Erstellt am 10. Juni 2013, 11:58

Kritik am Umgang mit Asylwerbern. Missstände bei der Betreuung von Asylwerbern im Burgenland kritisiert die Volksanwaltschaft (VA) in ihrem aktuellen Bericht 2011/2012.

 |  NOEN, zVg
Aufgrund von Beschwerden hatte die Kontrollinstitution eine Prüfung eingeleitet. Als problematisch wurden dabei eine mangelhafte Versorgung von Fremden in Quartieren sowie mangelhafte Kontrolle durch die zuständige Stelle im Amt der Landesregierung festgestellt. Ebenfalls kritisiert werden in dem Bericht fehlende Integrationsmaßnahmen für Asylwerbende sowie die nach Auffassung der Volksanwaltschaft rechtswidrige Einstellung von Leistungen der Grundversorgung.

"Die Wohnbedingungen in etlichen Quartieren der Grundversorgung waren nicht akzeptabel", lautet einer der Kritikpunkte im Bericht, der am Montag dem Land übermittelt wurde.
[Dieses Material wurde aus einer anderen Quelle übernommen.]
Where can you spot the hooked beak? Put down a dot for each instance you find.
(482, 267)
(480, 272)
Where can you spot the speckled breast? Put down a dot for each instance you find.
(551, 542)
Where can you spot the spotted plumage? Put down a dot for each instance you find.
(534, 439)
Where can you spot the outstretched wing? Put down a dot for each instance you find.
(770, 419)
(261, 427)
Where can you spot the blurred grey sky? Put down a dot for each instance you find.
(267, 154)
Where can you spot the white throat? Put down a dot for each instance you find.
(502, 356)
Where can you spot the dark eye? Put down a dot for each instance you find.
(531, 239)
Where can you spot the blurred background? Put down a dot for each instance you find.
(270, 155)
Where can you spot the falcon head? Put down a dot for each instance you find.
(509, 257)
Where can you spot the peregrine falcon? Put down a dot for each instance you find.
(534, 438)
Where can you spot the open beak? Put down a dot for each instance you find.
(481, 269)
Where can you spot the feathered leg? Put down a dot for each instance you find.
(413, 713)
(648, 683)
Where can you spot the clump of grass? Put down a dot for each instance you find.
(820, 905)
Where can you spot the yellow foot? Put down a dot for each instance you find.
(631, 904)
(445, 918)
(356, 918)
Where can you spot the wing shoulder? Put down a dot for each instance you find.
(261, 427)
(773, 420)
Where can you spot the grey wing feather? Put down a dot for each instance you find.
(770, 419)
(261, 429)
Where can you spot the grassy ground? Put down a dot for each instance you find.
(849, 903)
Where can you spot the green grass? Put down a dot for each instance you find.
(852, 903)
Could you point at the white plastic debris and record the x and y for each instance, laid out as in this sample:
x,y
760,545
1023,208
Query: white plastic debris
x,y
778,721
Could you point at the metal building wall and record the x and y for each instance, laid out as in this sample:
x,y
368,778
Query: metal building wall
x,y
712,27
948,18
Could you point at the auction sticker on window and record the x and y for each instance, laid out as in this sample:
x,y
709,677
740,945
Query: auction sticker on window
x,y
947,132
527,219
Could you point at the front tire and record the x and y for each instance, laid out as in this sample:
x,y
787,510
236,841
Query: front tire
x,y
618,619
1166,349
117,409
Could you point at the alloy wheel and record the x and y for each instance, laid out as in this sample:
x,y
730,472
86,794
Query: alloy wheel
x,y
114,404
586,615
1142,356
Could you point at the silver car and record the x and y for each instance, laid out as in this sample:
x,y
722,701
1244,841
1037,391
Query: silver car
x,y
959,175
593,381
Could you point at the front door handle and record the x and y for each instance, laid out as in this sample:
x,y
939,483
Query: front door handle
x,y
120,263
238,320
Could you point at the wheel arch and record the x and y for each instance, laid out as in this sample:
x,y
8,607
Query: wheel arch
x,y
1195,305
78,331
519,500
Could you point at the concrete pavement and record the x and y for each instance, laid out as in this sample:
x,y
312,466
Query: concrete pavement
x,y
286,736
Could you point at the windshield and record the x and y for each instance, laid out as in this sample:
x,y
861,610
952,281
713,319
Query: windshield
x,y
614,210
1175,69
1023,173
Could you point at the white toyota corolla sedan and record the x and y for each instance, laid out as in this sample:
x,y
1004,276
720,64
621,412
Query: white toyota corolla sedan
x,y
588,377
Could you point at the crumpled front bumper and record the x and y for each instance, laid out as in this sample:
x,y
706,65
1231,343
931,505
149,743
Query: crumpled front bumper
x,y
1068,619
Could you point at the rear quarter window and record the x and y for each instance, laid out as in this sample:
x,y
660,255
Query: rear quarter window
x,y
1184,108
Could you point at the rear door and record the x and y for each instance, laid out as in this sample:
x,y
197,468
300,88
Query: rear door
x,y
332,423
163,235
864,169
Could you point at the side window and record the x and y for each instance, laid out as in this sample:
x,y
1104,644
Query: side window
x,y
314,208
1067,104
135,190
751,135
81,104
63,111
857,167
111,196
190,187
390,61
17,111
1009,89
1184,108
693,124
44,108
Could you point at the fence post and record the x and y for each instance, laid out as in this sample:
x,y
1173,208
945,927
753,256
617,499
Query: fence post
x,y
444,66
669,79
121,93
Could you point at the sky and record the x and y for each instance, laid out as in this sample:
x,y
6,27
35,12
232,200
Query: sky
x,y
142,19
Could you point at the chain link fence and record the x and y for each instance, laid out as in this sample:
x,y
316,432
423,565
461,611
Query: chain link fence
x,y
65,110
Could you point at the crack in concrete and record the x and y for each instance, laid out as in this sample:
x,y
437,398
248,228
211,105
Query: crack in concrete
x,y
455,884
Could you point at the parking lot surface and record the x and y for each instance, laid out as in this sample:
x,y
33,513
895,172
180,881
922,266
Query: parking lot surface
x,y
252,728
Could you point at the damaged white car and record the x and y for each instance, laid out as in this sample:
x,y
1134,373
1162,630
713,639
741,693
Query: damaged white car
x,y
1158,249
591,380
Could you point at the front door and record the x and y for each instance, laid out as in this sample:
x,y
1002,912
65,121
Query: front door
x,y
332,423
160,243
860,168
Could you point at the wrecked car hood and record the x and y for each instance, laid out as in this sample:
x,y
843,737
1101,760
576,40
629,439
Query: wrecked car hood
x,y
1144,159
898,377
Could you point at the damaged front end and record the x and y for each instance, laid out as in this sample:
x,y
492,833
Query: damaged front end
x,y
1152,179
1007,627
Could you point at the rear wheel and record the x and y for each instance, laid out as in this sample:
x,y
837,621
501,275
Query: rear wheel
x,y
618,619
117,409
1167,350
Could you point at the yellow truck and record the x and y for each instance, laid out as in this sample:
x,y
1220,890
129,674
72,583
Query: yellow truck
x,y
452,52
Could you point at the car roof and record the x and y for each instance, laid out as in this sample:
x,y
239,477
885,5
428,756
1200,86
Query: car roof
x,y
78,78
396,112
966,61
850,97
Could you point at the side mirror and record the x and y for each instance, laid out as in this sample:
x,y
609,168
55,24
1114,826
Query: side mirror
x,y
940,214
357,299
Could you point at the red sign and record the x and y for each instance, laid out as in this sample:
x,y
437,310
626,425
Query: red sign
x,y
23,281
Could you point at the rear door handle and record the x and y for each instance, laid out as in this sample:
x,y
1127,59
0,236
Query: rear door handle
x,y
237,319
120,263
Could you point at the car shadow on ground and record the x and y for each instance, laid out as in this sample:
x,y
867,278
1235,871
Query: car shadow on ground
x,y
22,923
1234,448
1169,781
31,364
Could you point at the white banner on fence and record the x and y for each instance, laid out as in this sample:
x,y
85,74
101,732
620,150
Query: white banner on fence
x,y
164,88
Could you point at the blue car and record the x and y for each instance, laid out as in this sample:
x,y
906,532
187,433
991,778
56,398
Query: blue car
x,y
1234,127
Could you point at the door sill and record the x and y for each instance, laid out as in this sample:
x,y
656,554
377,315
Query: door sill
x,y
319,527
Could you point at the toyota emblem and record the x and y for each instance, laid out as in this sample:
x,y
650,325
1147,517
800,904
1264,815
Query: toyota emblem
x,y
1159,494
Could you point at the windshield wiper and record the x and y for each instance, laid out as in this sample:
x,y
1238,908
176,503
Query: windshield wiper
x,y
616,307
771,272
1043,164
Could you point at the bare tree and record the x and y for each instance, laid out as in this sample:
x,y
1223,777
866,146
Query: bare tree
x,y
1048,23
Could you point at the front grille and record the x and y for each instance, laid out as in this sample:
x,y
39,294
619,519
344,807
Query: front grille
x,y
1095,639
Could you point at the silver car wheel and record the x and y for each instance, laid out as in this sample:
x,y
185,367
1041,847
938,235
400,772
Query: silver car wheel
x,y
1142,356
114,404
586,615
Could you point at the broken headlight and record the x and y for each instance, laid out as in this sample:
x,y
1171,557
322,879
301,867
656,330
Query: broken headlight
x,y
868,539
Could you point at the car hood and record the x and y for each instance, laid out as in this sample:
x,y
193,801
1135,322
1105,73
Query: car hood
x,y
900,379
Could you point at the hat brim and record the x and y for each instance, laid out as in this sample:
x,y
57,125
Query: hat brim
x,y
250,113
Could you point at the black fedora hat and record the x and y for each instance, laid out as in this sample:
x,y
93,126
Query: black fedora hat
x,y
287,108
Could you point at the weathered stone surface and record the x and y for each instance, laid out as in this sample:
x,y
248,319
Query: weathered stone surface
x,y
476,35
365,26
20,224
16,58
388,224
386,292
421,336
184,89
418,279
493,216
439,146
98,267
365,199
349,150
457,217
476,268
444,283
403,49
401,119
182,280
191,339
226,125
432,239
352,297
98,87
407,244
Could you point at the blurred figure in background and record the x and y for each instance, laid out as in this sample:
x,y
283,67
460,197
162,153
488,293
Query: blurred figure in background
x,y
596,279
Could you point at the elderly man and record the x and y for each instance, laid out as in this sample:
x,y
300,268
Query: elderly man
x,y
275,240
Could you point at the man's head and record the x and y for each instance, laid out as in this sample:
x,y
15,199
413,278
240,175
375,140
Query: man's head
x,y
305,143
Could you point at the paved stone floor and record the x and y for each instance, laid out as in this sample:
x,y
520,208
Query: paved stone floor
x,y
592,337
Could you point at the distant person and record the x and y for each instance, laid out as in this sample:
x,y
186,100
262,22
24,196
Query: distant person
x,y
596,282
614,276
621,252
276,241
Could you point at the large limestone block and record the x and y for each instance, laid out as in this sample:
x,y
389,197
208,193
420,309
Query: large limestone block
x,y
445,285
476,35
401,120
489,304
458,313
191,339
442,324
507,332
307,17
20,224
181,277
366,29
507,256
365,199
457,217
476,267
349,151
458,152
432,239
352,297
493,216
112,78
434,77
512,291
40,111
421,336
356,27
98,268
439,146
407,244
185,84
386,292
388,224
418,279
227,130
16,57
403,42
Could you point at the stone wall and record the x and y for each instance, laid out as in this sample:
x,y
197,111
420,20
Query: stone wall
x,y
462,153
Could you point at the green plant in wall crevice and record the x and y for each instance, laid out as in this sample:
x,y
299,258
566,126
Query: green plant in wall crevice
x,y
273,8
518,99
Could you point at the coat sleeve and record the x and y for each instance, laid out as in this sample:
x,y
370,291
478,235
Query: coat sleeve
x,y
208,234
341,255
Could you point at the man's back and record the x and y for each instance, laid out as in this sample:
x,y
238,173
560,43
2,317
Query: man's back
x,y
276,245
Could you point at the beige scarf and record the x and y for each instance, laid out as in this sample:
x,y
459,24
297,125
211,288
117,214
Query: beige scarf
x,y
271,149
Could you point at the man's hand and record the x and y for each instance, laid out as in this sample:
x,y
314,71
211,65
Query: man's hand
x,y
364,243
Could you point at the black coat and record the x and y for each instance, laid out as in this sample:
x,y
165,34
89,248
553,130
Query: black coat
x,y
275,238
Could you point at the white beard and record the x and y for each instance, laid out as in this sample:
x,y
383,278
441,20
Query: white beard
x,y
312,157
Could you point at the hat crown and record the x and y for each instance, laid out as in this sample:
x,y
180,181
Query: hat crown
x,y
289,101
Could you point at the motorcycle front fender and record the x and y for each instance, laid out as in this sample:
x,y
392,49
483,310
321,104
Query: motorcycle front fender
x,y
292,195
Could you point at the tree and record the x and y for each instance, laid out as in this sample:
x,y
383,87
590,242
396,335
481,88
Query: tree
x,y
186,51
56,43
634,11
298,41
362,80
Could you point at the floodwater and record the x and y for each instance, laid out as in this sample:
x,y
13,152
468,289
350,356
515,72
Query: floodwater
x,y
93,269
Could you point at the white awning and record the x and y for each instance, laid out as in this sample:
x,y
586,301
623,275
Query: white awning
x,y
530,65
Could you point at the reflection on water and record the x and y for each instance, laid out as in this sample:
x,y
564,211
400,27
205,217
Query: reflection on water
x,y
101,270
Missstände hätten unter anderem "den allgemein verwahrlosten Zustand der Unterkünfte", starken Schimmelbefall, Mäuse- und Ungezieferplagen sowie unhygienische und defekte Sanitäranlagen betroffen.

Zahlreiche Vorwürfe bezogen sich demnach auf die "mangelhafte Verpflegung": Berichten von Privatpersonen und Asylwerbenden zufolge sollen Würmer im Essen gefunden worden sein. Von der Grundversorgungsstelle seien die Vorwürfe über die Verpflegung als unbegründet beurteilt worden, Quartiergeber hätten diese außerdem bestritten. Beschwerden seien "auf kulturelle Unterschiede zurückzuführen", habe man argumentiert.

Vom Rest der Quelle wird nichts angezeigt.